Brief task descriptions

  • Mistake: Gave sub-agent a vague task, got garbage output.
  • Rule: Sub-agents have NO context from your conversation. Write the task like a spec doc for a contractor you've never met.

Agents clobbering each other's files

  • Mistake: Two parallel agents wrote to the same directory, overwrote each other's work.
  • Rule: Give each agent its own output directory (e.g., servers/{name}/ per agent).

Not logging spawned agents

  • Mistake: Spawned 10 agents, session compacted, forgot what I spawned.
  • Rule: Log every spawn to working-state.md immediately with labels.

Zombie agents running forever

  • Mistake: Agent hung on a bad API call with no timeout.
  • Rule: Always set runTimeoutSeconds (600 = 10 min is a good default).

Deployments & DNS

Cloudflare Workers need DNS records

  • Mistake: Worker with custom route returned nothing — no DNS record existed.
  • Rule: Workers with routes need a proxied A record. Use 192.0.2.1 (RFC 5737 dummy IP).

Quick tunnels are unreliable for production

  • Mistake: Used Cloudflare quick tunnels for "production" — they expire and break.
  • Rule: Use GitHub Pages, Cloudflare Workers, or proper tunnel configs for anything that needs to stay up.
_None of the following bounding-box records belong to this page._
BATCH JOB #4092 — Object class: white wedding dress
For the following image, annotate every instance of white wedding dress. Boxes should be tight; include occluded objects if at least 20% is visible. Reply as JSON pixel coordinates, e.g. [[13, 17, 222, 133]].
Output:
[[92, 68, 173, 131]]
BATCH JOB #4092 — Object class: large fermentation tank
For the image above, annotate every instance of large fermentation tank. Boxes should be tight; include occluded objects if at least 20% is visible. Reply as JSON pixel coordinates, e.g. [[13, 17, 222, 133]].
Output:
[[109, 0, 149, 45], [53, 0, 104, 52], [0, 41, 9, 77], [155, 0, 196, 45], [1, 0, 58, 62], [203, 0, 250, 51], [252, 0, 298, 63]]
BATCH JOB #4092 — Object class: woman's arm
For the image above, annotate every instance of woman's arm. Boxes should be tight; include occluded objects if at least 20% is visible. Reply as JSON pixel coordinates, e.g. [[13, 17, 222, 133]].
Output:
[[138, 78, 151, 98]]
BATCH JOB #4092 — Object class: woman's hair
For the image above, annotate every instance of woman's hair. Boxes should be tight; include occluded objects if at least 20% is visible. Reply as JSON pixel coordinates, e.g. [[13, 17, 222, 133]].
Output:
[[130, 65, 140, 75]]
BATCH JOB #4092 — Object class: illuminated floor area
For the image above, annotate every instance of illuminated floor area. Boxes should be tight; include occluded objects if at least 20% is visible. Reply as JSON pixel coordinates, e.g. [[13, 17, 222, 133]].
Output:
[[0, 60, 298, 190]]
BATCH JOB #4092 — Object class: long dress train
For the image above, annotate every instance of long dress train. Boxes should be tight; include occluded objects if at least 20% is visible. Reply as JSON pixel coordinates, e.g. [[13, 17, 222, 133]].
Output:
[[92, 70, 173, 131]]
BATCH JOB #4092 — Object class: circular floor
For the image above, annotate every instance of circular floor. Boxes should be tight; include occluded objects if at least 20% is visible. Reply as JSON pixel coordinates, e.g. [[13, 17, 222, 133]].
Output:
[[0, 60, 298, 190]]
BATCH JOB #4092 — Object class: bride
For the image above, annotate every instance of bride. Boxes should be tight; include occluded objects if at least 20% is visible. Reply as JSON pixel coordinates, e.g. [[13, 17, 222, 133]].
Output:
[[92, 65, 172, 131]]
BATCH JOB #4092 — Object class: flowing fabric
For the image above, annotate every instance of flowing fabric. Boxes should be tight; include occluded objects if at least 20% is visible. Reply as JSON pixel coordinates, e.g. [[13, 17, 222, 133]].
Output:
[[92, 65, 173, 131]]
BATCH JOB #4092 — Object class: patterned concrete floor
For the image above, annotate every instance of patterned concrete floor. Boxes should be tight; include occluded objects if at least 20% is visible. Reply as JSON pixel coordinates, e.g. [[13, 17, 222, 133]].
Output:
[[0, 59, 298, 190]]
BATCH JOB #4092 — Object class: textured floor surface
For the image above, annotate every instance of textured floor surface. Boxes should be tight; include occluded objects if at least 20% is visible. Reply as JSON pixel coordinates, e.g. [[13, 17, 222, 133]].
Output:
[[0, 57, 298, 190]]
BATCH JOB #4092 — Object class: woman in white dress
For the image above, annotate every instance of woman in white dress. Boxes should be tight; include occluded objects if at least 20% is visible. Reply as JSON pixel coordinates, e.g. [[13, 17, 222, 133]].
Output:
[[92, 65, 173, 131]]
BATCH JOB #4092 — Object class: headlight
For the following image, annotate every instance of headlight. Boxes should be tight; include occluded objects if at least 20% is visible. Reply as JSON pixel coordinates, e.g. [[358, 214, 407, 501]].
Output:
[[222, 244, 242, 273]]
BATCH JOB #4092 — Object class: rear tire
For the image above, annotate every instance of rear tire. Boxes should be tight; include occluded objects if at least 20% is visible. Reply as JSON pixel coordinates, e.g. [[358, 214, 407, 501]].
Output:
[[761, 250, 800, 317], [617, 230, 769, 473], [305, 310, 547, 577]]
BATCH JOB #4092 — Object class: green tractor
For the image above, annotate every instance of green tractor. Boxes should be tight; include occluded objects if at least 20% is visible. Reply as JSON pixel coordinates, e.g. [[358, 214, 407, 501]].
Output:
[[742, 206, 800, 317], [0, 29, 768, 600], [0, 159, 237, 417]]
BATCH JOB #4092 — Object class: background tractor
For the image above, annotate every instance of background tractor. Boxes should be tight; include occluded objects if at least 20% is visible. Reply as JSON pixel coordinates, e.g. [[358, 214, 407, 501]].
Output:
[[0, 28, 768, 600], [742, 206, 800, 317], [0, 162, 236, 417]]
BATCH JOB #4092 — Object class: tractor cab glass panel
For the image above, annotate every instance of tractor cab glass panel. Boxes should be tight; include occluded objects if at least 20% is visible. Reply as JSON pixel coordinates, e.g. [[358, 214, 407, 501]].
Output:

CF Registrar is dashboard-only

  • Mistake: Tried to register a domain via API.
  • Rule: Cloudflare domain registration is dashboard-only. No API. Only management of existing domains.

Cron Jobs

Cron text is what fires as the prompt

  • Mistake: Wrote cron text as a description instead of an actionable prompt.
  • Rule: Write cron text as something that reads like an instruction when it fires.

Test crons with cron run before waiting

  • Mistake: Set a cron, waited hours, found out it was broken.
  • Rule: Use cron(action: "run", jobId: "...") to test immediately.

Add your own lessons as you discover them. The goal: never make the same mistake twice.